Configuration

Extral uses YAML configuration files to define ETL pipelines. This section documents the complete configuration syntax and all available options.

Configuration File Structure

The configuration file is structured in the following main sections:

logging:
  level: info

processing:
  workers: 4

pipelines:
  - name: pipeline1
    source:
      # source configuration
    destination:
      # destination configuration
    tables:  # or files:
      # table/file configurations

Global Configuration

Logging Configuration

Controls the logging behavior of Extral.

logging:
  level: info  # debug, info, warning, error, critical

Options:

  • level (string, default: “info”) - Log level for the application

Processing Configuration

Controls parallel processing behavior.

processing:
  workers: 4  # Number of parallel workers

Options:

  • workers (integer, default: 4) - Number of parallel table processing workers

Pipeline Configuration

Extral supports multiple pipelines in a single configuration file. Each pipeline defines a complete ETL workflow.

Basic Pipeline Structure

pipelines:
  - name: my_pipeline
    source:
      # Source connector configuration
    destination:
      # Destination connector configuration
    workers: 2  # Optional: override global workers setting

Pipeline Options:

  • name (string, required) - Unique name for the pipeline

  • source (object, required) - Source connector configuration

  • destination (object, required) - Destination connector configuration

  • workers (integer, optional) - Override global worker count for this pipeline

Source and Destination Connectors

Database Connectors

MySQL and PostgreSQL connectors share the same configuration structure:

source:  # or destination:
  type: mysql  # or postgresql
  host: localhost
  port: 3306   # 3306 for MySQL, 5432 for PostgreSQL
  user: username
  password: password
  database: database_name
  schema: public      # PostgreSQL only, optional
  charset: utf8mb4    # MySQL only, default: utf8mb4
  tables:
    - name: table1
      # table configuration options

Database Connector Options:

  • type (string, required) - “mysql” or “postgresql”

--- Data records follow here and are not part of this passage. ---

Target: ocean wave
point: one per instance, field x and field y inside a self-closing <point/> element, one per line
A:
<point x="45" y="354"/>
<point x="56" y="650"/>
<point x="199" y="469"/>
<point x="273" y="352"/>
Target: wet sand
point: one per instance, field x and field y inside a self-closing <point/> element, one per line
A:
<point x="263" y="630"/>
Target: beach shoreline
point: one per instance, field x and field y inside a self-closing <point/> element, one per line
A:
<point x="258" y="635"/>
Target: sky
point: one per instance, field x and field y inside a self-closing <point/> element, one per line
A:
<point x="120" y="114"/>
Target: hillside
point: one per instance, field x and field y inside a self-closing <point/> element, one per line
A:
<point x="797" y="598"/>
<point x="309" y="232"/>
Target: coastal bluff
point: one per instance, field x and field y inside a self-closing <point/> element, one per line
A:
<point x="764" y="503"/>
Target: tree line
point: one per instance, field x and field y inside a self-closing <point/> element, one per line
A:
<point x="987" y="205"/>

  • host (string, required) - Database server hostname

  • port (integer, optional) - Database server port (defaults: MySQL=3306, PostgreSQL=5432)

  • user (string, required) - Database username

  • password (string, required) - Database password

  • database (string, required) - Database name

  • schema (string, optional) - Schema name (PostgreSQL only)

  • charset (string, optional) - Character set (MySQL only, default: “utf8mb4”)

  • tables (array, required) - List of table configurations

File Connectors

File connectors support CSV and JSON files from local filesystem or HTTP URLs:

source:  # or destination:
  type: file
  files:
    - name: customers_data
      format: csv  # or json
      file_path: /path/to/customers.csv
      # OR
      http_path: https://example.com/customers.csv
      options:
        delimiter: ","
        quotechar: "\""
        encoding: utf-8
      strategy: replace
      merge_key: id

File Connector Options:

  • type (string, required) - Must be “file”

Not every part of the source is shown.